El primero de los rendimientos a solicitar, se entiende a los políticos, correspondería al alcance de sus decisiones. Visto lo visto, hartos estamos de que se atribuya a gestores públicos de origen político una especial habilidad como tales, derivada de su capacidad para ‘arrimar el ascua a su sardina’, olvidando que su función es la de salvaguardar y aumentar el beneficio común o público. Habitualmente tildamos de hábil político (o política, por supuesto) a quien, con tacticismos más o menos elaborados, es capaz de obtener rendimiento propio o para su propio partido. Es el triunfo de la táctica sobre el bien común, de la finta, en muchos casos con magros resultados y muy a corto plazo, sobre el resultado a largo.
El tiempo en política
«En política se patrimonializa, bien para el partido o bien para uno mismo, el supuesto logro obtenido»
Pero bien sabemos que prever el futuro no es cuestión sencilla, por supuesto que no. Para eso se inventó el control, dado que la teoría siempre exige, para su puesta en práctica, el necesario ajuste. Resulta curioso que cuando un político quiere obtener, tácticamente, la aprobación unánime de su gestión, en particular alguna en concreta, suele decir que «hemos hecho un esfuerzo de inversión de gran magnitud». Hombre, esfuerzos con el dinero ajeno los hace cualquiera. Este tipo de afirmaciones suele revelar que, en el fondo, cuando acceden a un puesto por motivaciones políticas, acaban considerando que lo que tengan que gestionar, en cierta parte, es suyo. Como decía aquel anuncio de crema rejuvenecedora, «porque yo lo valgo». Es lo que tiene acudir a la política con la idea de patrimonializar, bien para el partido o bien para uno mismo, el supuesto logro obtenido.
Abogamos, por tanto, por rescatar el litio de la costosidad aplicable a la gestión común de los profesionales de la política. De este modo, solicitamos que los presupuestos que se presenten detallen, al menos, dos cuestiones: por una parte, a quién, en cuantía, afectan las inversiones o pagos realizados y, sobre todo, que repercusión tendrán con posterioridad al ‘plazo político’ de los consabidos cuatros años.

«Es necesario aplicar los criterios de impacto que se están solicitando a las organizaciones y de los cuales, se ven exentos los políticos»

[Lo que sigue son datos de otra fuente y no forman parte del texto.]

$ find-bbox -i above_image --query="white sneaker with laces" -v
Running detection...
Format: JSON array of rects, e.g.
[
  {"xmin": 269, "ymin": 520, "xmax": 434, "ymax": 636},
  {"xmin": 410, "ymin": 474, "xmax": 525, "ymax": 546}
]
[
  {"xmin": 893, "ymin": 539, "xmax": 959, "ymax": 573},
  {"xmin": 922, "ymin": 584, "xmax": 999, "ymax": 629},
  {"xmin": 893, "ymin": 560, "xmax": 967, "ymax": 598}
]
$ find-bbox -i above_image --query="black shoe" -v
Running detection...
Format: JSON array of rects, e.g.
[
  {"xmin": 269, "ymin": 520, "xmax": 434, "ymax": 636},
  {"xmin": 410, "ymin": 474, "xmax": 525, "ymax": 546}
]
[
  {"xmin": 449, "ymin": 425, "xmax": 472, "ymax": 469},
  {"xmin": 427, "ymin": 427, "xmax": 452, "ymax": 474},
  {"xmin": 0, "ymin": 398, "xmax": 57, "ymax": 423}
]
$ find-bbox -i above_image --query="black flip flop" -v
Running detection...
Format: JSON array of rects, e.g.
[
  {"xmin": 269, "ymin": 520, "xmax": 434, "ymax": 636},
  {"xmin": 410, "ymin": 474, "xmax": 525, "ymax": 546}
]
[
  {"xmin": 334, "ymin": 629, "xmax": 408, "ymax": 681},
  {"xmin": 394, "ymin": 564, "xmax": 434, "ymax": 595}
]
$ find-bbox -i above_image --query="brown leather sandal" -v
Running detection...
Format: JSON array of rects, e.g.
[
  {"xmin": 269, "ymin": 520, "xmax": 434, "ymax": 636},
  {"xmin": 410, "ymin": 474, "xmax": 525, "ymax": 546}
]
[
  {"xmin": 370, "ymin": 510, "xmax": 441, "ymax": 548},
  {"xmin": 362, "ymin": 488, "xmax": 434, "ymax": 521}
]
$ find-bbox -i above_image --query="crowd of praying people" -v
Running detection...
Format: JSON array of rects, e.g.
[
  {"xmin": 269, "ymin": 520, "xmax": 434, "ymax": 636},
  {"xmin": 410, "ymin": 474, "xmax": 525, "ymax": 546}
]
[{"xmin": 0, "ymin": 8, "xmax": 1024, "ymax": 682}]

Una segunda iniciativa para el ejercicio del debido control, supondría nombrar a un supervisor de lo realizado proveniente de la oposición, nombrado por consenso y, a poder ser, con conocimientos en la materia; de no tenerlos, que esté ayudado por el funcionario de turno asignado. Estaría obligado a elaborar un ‘Informe de repercusiones’, es decir, a quién y en cuánto afectan las decisiones económicas tomadas. En román paladino, ‘pero esto, a quién y en cuánto beneficia’. Y ello, anualmente y con carácter rotativo, para evitar patrimonialismos.
En definitiva, lo propuesto no es más que aplicar los criterios de impacto que, en este momento, se están solicitando a las organizaciones y de los cuales, según parece, se ven exentos los políticos. Siguiendo con el anuncio de cosmética, será porque, en el fondo, «yo no lo valgo».